Consider a credit or debit card. If the cardholder were to hand the card to a third party but not specifically authorize the purchase of a specific item, Comment 2(m) of the official staff commentary to Regulation E provides that the party furnishing the access device is in fact liable unless it notifies the financial institution that use privileges by the third party have been revoked. Should the same be true for a mobile phone? In the same way that users were previously instructed to safeguard their PIN numbers and not write them on their cards, should we allow users to authenticate via mobile devices and then hand them to someone else? Arguably, the law should be updated to clarify that authenticating via a mobile device (but failing to safeguard that mobile device) makes the consumer liable for payments associated with the device until the customer notifies the underlying financial institution(s) to stop any payments using the device. Any other result would put a disproportionate amount of risk on the merchant and issuer community.

But these are not easy issues. Consumers use mobile devices in a way different from how they use traditional access devices. Playing games, watching movies, and reading the news are but a few examples where users may log into an account to make payments related to their consumption of digital goods. Of course, there are an equal number of cases where consumers use the mobile device for payments in brick-and-mortar settings (using near field communication (NFC) or other available technology). In each of these scenarios, however, it is feasible that the user would log into a payment account or electronic wallet and ask that they be remembered based on their device identifier. Yet phones are passed around to our children, our spouses, our friends and sometimes even strangers in a way that we don’t pass our wallets or other payment forms in our wallets around. This is something that the law needs to contemplate to strike the right balance.

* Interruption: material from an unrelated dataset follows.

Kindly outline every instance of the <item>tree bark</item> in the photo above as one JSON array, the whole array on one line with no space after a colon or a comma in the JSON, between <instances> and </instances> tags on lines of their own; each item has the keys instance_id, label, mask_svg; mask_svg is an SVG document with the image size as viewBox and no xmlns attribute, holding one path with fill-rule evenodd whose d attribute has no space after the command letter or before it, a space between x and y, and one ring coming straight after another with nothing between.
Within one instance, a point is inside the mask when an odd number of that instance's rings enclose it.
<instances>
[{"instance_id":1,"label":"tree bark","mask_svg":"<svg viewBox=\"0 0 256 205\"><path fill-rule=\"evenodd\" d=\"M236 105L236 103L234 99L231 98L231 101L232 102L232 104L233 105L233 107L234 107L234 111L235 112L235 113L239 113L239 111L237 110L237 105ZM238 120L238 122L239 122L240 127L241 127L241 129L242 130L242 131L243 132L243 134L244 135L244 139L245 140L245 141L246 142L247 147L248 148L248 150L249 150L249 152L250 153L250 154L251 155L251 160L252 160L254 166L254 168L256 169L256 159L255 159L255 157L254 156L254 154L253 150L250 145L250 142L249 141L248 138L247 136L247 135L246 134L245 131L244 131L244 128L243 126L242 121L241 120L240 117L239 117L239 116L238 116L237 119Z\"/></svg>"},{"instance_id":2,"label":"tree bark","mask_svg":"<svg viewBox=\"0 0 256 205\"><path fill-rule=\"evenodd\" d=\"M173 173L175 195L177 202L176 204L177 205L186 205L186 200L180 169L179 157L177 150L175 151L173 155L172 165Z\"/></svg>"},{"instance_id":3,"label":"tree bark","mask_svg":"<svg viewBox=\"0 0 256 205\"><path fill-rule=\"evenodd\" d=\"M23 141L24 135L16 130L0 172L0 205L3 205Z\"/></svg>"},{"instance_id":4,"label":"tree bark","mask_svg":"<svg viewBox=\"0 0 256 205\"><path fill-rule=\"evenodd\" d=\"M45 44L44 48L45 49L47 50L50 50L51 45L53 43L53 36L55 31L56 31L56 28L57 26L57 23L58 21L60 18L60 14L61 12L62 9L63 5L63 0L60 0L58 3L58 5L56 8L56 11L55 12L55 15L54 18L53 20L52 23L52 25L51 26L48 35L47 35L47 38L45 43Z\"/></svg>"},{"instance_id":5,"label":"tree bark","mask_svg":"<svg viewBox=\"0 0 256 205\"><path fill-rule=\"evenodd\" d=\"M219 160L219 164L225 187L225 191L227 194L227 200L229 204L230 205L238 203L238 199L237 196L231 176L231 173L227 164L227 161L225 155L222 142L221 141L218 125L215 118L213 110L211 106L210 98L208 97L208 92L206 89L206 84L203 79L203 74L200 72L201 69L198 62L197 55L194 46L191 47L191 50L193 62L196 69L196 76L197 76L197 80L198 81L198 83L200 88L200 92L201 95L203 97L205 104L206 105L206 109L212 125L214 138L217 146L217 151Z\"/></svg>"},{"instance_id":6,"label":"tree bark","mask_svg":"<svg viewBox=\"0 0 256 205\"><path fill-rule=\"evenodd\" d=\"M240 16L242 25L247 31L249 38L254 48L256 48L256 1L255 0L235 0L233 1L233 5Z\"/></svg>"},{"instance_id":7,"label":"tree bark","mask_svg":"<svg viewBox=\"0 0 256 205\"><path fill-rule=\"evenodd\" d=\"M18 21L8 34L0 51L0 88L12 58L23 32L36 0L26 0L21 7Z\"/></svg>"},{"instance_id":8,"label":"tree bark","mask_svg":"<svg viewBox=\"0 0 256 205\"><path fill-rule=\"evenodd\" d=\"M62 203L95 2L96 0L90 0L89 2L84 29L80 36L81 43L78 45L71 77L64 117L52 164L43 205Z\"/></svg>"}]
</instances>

Yet another area of legal uncertainty is with the Bank Secrecy Act (BSA), which requires financial institutions to keep records of cash purchases of negotiable instruments, file reports of cash transactions exceeding $10,000, and report suspicious activity that might signify money laundering, tax evasion, or other criminal activities.[xiv] .In addition, the U.S. Department of the Treasury has implemented a series of regulations that direct various financial institutions to implement the BSA’s Consumer Identification Program (CIP).[xv] These covered financial institutions must collect certain information to verify the identity of each customer, customer being defined generally as a person who opens a new account. At a minimum, the covered institutions must obtain identifying information from each customer before opening the account, including name, date of birth for individuals, address, and identification numbers.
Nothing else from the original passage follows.